Livreur Uber Eats à vélo

Livreurs et VTC vont élire des représentants

© Robert Anasch - Unsplash

C'est une première. Les chauffeurs VTC et livreurs de repas sont appelés à choisir leurs représentants professionnels. Ce scrutin, qualifié d' « historique » par la ministre du Travail, s'ouvre pourtant sur fond de polémique.

Jusqu'au 16 mai 2022, se dérouleront les élections des représentants des livreurs et VTC. Un rendez-vous salué par la ministre du Travail Elisabeth Borne qui, selon elle, permettra d'améliorer leurs « conditions » tout en « respectant leur statut d'indépendants ».

Seize listes (sept pour les VTC et neuf pour les chauffeurs-livreurs) sont sur la ligne de départ. Les listes ayant obtenu plus de 5 % des suffrages exprimés pourront désigner chacune trois représentants qui siégeront lors des réunions de négociation pour un mandat de 2 ans.
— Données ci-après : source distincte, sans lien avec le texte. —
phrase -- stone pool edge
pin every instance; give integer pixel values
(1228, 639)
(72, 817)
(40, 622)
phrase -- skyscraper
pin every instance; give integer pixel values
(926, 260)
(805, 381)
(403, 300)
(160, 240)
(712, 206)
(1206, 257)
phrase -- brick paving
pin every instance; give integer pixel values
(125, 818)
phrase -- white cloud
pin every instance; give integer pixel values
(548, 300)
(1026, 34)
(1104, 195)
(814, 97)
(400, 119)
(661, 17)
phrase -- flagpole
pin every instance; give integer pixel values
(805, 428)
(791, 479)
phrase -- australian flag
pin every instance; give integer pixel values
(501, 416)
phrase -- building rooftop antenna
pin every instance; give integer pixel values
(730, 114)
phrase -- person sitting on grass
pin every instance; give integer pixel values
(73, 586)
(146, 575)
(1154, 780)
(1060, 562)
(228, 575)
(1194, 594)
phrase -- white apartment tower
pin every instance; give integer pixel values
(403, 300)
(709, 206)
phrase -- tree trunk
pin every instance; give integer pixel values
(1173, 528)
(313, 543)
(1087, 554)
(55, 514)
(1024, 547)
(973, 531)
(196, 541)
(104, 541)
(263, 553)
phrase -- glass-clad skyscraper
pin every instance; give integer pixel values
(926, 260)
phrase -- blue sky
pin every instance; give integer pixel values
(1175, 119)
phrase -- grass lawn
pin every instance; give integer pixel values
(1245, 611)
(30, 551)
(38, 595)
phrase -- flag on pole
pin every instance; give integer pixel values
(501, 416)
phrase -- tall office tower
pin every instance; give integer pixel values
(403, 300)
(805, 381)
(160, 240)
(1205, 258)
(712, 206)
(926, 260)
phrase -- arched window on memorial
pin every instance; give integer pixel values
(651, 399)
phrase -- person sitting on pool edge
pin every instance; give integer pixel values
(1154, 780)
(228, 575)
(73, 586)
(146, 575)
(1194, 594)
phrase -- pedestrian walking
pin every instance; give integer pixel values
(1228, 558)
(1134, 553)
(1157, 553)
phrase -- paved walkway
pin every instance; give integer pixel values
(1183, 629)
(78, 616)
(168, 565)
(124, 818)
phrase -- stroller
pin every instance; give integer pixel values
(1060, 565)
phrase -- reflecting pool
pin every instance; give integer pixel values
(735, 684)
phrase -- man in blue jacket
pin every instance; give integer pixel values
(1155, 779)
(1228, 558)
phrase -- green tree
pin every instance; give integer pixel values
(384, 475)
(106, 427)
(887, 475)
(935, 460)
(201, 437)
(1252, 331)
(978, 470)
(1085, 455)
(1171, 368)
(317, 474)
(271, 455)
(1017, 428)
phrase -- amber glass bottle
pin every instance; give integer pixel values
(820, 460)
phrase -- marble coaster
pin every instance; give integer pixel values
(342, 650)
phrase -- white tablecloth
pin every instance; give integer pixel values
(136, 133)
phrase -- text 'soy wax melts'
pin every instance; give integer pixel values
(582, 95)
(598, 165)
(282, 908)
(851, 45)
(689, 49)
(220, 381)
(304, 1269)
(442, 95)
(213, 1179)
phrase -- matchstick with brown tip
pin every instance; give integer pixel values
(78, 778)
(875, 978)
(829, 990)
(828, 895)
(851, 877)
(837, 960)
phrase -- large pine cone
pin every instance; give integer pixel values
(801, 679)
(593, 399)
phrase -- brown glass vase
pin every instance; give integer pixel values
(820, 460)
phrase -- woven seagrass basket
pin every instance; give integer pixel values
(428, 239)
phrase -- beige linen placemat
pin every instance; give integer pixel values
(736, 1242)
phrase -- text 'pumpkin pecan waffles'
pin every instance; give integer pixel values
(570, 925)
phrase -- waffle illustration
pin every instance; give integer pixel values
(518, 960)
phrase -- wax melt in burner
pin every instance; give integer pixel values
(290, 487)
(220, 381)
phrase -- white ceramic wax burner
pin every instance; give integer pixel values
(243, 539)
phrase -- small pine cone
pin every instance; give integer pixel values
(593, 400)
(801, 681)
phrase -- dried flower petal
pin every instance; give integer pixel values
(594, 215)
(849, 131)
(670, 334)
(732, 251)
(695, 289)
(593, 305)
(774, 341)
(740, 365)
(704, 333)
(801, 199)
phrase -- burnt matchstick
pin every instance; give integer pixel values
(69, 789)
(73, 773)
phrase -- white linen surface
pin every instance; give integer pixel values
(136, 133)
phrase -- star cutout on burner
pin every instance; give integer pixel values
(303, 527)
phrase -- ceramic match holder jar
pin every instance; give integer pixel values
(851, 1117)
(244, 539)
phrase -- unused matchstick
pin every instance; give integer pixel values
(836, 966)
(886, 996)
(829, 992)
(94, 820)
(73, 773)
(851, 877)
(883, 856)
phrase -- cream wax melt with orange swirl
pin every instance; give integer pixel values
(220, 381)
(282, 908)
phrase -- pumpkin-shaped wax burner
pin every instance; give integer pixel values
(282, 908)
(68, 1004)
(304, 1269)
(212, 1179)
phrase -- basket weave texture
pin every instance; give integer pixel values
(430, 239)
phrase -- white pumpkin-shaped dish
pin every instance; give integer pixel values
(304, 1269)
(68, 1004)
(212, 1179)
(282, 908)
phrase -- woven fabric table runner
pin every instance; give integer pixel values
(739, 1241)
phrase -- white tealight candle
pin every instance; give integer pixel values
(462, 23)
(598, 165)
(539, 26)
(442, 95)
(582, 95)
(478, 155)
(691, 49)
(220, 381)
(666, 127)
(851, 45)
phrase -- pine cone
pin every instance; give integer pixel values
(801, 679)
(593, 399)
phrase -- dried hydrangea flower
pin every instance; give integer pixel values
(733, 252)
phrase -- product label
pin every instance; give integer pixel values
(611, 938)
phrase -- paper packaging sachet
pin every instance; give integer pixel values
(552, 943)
Le scrutin, qui concerne plus de 120.000 travailleurs indépendants (environ 39.000 chauffeurs et 84.000 livreurs) travaillant pour Uber, Deliveroo, Bolt ou encore JustEat et Frichti, est placé sous l'égide de l'Autorité de régulation des plateformes d'emploi (Arpe). « La France est le premier pays qui aura ainsi mis en place un processus public, encadré par des textes, qui permet à des travailleurs indépendants de désigner leurs représentants », s'est félicité Bruno Mettling, le président de l'Arpe.

Des élections qui divisent

« Ça va être un scandale !  » a déclaré Brahim Ben Ali, secrétaire général de l'Intersyndicale nationale des VTC (INV). Critiquant le scrutin qu'il juge néfaste et biaisé, l'homme appelle ses 2270 adhérents au boycott au même titre que le Clap (collectif des livreurs autonomes parisiens) qui a déclaré par l'intermédiaire de son porte-parole Jérôme Pimot que cette élection « vise à empêcher l'application du droit du travail dans cet univers ».
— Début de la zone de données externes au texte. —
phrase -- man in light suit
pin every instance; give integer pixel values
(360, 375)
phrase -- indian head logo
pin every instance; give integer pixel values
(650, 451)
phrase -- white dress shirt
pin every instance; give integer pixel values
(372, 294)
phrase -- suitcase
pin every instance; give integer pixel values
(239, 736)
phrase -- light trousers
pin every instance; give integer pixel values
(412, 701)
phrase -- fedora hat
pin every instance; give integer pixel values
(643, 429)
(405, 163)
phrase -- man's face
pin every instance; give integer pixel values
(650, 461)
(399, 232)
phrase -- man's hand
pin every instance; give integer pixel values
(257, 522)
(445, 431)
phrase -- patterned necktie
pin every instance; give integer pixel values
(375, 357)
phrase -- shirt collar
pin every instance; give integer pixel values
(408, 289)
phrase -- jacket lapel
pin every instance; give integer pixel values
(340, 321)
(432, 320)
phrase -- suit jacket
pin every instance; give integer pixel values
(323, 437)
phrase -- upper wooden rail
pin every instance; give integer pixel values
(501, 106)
Ludovic Rioux, représentant de la CGT Livreurs, qui participe au scrutin, regrette quant à lui que les travailleurs sans-papiers soient exclus du vote, alors que de nombreuses plateformes n'hésitent pas à les employer. En effet, en 2020, selon un article de Libération, près de la moitié des livreurs de la plateforme Frichti étaient sans-papiers.